Antes de sair voltei 3 vezes. E se eu sentir sede? (Por que sentiria tanta sede?) Bebe mais água logo. Esse é a roupa que vou usar em todas as saídas? Escolhe uma para não ter que desinfetar todas. Confere de novo se tem cartão e álcool gel na bolsa, essa bolsa é bem colada ao corpo para não encostar em nada? Entrei no carro já quase sem respirar. Levava junto uma lista de compras para meus pais. (Descobri nesse dia que meu pai é idoso - a classificação é pelo número de vezes que eles dizem que pre-ci-sam ir à rua. Estão ouvindo o encantador de idosos ou são parte da trama secreta que estão armando quando dão a desculpa esfarrapada de ir ao mercado a cada meia hora.)

O mercado escolhido me parecia amplo na memória: engano. Pessoas vinham se aproximando de forma tão ameaçadora que passei a fugir delas como se estivessem radioativas, virei Pac Man escapando dos fantasmas. Quando percebi uma mulher a um passo de mim na fila dos pães quase gritei como se fosse assalto. Comecei a me enfurecer com o desleixo dos distraídos, vão olhando para os produtos e não medem mentalmente a distância de um metro e meio, ao me afastar rápido corro o risco de trombar no humano de trás, as pessoas viraram carrinhos de bate-bate, o que houve com elas? Ou conosco.

“O arroz acabou? Acabou.” “Prezados clientes, não temos álcool.” “Amoooor, essa banana está boa? Filha, vem aqui com a mamãe.” Uma família inteira na rua??? Tira essa criança assintomática de perto de mim! Toquei em tantas coisas que tive a impressão de estar me esfregando nos produtos como cachorros se coçando nas paredes. E esse rosto que não para de coçar, não posso tocá-lo com as minhas mãos, por favor, nariz! Uma amiga liga, atendo em pânico. “Estou no mercado, está sendo horrível. Calma, as gotículas não voam sem espirro ou tosse. Tem certeza? Tenho fé. Alguém tossiu? Não. Então respira”. Paro na frente dos azeites, fecho os olhos, entoo mantras imaginários e começo um pranayama SOS. Abro os olhos lentamente e um homem me encara em um misto de interrogação, preocupação e “desocupa a seção de azeite porra”. Sorrio para ele, finalizo minhas compras e sigo para o carro.
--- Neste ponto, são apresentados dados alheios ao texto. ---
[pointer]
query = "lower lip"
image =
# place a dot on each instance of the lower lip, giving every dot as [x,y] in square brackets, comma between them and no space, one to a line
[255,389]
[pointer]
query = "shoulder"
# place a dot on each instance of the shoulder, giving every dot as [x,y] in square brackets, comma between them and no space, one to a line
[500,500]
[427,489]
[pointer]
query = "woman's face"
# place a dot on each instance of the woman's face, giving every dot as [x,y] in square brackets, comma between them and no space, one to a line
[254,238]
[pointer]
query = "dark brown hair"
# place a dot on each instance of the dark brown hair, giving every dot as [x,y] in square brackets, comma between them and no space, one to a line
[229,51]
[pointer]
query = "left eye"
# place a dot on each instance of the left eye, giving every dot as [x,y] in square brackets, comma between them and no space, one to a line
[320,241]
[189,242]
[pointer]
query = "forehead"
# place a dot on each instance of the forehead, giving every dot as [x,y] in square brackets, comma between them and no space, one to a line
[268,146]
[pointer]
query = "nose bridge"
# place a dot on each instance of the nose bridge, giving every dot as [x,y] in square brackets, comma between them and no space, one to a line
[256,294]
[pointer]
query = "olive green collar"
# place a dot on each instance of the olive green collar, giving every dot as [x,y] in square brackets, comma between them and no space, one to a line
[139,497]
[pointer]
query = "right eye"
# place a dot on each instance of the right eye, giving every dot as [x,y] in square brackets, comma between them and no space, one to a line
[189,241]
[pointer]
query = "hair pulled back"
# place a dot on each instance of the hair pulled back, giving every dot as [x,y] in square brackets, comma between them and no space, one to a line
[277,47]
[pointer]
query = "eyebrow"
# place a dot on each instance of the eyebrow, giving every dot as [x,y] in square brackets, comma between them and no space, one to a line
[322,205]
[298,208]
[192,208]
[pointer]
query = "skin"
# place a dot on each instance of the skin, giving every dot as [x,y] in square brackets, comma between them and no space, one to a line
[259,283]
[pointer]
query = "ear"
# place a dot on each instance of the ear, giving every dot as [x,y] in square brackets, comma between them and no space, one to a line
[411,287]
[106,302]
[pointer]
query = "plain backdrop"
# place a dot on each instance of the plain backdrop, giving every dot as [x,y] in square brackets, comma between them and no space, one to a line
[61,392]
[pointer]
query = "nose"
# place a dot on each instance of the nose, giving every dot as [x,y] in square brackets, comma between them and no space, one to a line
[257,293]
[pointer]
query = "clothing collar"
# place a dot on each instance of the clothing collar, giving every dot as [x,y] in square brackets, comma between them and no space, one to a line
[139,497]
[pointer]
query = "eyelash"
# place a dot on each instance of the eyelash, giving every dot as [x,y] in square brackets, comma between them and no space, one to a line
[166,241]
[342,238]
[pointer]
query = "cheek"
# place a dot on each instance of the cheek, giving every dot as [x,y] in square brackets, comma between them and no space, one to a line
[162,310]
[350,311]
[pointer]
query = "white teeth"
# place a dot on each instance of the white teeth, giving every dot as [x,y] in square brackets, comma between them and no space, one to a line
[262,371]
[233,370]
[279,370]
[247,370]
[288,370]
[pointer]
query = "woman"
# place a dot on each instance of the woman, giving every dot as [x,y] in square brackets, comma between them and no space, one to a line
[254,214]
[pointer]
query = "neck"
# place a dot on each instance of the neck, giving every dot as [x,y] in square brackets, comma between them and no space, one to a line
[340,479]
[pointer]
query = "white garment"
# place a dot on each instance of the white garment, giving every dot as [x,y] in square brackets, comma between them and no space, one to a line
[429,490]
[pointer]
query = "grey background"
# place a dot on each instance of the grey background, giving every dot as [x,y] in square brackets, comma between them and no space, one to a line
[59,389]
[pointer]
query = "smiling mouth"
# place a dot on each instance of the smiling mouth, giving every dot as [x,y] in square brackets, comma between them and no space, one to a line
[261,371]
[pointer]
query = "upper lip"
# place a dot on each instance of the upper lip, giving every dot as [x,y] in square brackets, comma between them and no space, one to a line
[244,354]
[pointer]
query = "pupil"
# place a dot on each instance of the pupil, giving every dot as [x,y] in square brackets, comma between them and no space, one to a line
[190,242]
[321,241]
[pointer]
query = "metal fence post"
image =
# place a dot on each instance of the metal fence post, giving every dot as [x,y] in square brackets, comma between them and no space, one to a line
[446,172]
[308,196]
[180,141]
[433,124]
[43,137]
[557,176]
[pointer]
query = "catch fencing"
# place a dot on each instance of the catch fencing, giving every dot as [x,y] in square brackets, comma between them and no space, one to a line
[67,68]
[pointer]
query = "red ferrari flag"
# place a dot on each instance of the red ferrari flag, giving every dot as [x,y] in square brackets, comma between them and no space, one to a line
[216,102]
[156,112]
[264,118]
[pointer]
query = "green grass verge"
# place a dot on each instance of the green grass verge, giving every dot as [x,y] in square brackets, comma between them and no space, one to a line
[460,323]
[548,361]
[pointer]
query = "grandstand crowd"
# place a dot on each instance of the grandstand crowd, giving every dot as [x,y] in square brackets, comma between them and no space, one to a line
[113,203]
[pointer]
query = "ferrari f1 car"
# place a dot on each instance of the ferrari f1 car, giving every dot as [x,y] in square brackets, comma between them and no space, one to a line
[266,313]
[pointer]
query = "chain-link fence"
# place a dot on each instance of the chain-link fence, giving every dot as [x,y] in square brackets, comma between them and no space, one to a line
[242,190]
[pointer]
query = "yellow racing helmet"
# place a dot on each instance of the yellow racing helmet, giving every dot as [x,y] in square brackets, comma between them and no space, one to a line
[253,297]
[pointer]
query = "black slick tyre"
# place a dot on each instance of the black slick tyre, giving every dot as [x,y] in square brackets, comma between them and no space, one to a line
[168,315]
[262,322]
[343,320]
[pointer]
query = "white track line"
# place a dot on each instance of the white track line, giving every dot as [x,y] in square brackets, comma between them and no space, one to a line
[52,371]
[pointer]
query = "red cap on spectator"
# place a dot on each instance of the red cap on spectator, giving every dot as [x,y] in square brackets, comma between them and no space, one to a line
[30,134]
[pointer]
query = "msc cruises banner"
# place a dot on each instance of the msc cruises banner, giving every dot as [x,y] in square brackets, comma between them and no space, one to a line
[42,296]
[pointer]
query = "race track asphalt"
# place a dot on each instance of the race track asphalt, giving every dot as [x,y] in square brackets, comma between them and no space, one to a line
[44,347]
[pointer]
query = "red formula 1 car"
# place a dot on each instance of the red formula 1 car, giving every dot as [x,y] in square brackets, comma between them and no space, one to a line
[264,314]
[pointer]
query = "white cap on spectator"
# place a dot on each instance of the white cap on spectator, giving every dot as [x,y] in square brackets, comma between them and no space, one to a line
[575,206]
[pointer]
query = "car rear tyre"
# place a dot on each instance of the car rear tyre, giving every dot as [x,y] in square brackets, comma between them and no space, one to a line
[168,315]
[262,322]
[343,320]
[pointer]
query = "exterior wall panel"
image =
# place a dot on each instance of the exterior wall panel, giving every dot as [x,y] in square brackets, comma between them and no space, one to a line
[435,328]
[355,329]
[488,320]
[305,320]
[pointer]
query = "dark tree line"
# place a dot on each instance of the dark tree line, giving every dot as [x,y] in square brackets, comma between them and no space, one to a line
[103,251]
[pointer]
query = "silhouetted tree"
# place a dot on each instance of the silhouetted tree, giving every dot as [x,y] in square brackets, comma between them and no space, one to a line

A mala do meu carro, que até então só carregava cadeira, barraca de praia e um chapéu, fica lotada de sacolas como a Caravan dos meus pais nos tempos de inflação e Freeway na Barra.  Em uma casa com 8 pessoas a hora de guardar as compras virava linha de montagem, quase tocavam um sino recrutando todos os filhos para a Operação Despensa, e lá íamos nós tirando tudo das sacolas, guardando nos armários. Não passávamos Lisoform nos produtos, muito menos Lisoform no Lisoform! Não desinfetávamos o chão onde pousávamos as sacolas. Não olhávamos aquelas compras esbarrando em nossas roupas e pensávamos: é impossível eu escapar dessa, "eu desisto Senhor! Nunca serão". Éramos leves. O maior risco era alguém esconder os chocolates antes que os outros vissem. E se escondessem dentro dos guarda-chuvas fechados? Ninguém procuraria lá! E num dia nublado o pai pegaria esse guarda-chuva, carregaria até a padaria, só abriria ao sair e levaria uma enxurrada de Batons na cabeça no meio da rua.

Eu queria poder chamar meus irmãos para guardar as compras comigo.
Anotei na minha nova lista de coisas que vou fazer assim que esse episódio de Black Mirror acabar. Vai ser logo, só temos que respirar. Até na seção de azeite.